Die Anklage und die Verteidigung kann danach alle Kandidaten zu ihren Antworten befragen. Beide Parteien können zehn Personen ohne die Angabe von Gründen ablehnen. Die Identität und die Adresse aller Geschworenen werden am Ende vor der Öffentlichkeit geheim bleiben, um sie vor möglichen Bedrohungen durch Trump-Anhänger zu beschützen.
Vorteil Trump: Eine Verurteilung verlangt Einstimmigkeit
Obwohl die Mehrheit der New Yorker die Demokraten wählt, verfügt Trump bei der Zusammenstellung der Jury letztlich über einen wichtigen, aber leicht zu übersehenden Vorteil. Denn für einen Schuldspruch müssen die Geschworenen eine einstimmige Entscheidung treffen. Für die Verteidigung könnte es also reichen, wenn sich am Ende ein einziger Trump-Sympathisant unter den zwölf Juroren befinden würde. Die Anklage ihrerseits wird für einen Erfolg alle Geschworenen von ihrer Beweisführung überzeugen müssen.
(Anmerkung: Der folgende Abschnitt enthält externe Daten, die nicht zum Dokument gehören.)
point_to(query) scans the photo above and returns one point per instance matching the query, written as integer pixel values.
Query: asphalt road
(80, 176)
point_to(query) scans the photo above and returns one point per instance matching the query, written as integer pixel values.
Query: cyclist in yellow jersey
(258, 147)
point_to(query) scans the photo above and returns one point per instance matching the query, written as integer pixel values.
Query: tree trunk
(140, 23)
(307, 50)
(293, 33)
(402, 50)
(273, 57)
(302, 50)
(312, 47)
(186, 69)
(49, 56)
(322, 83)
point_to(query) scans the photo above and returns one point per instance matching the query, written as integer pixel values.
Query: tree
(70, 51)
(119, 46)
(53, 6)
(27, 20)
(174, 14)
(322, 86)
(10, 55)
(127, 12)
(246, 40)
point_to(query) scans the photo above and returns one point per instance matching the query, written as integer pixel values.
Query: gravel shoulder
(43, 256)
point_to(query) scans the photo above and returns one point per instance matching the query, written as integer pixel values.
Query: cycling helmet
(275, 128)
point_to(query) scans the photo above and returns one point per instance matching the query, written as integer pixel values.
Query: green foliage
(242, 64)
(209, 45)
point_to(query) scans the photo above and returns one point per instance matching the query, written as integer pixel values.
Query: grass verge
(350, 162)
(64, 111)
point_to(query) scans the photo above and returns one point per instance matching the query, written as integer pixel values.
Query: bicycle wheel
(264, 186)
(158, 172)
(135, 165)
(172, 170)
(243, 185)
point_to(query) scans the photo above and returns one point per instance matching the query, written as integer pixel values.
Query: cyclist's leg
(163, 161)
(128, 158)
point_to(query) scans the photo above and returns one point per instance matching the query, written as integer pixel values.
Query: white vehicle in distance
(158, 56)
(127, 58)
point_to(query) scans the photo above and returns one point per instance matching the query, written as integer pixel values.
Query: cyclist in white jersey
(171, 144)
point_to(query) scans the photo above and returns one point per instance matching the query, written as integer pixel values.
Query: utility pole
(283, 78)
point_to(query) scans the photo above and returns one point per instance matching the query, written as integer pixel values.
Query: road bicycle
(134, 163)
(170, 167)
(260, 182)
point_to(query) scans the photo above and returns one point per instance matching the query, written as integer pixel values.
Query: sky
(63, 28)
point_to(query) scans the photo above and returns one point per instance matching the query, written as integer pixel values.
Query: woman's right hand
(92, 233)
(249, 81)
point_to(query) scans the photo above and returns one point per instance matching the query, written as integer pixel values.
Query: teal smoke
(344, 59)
Auch Richter Merchan bewies am ersten Verhandlungstag, dass es sich hier nicht um einen unfairen Schauprozess handelt. Zwar lehnte er einerseits den Antrag der Verteidigung ab, sich von dem Fall zurückzuziehen. Andererseits untersagte er es der Anklage, die Vorwürfe sexueller Übergriffe gegen Trump, die verschiedene Frauen 2016 nach der Veröffentlichung der berüchtigten «Access-Hollywood-Aufnahme» vorbrachten, in ihrer Beweisführung zu erwähnen. Es handle sich hierbei nur um «Gerüchte» und «Hörensagen», erklärte Merchan.
Die «Washington Post» hatte die Aufnahme kurz vor der Präsidentschaftswahl veröffentlicht. Trump brüstet sich darin damit, dass Frauen alles mit sich machen liessen, weil er eine bekannte Persönlichkeit sei. Er könne sie ungefragt küssen und ihnen zwischen die Beine greifen. Gemäss der Anklage war dieser Skandal der entscheidende Grund dafür, warum Trump das Schweigegeld an Daniels bezahlte, um eine weitere unangenehme Enthüllung zu verhindern. Anstatt der Aufnahme darf den Geschworenen nun aber bloss eine Abschrift von Trumps Aussagen darin präsentiert werden.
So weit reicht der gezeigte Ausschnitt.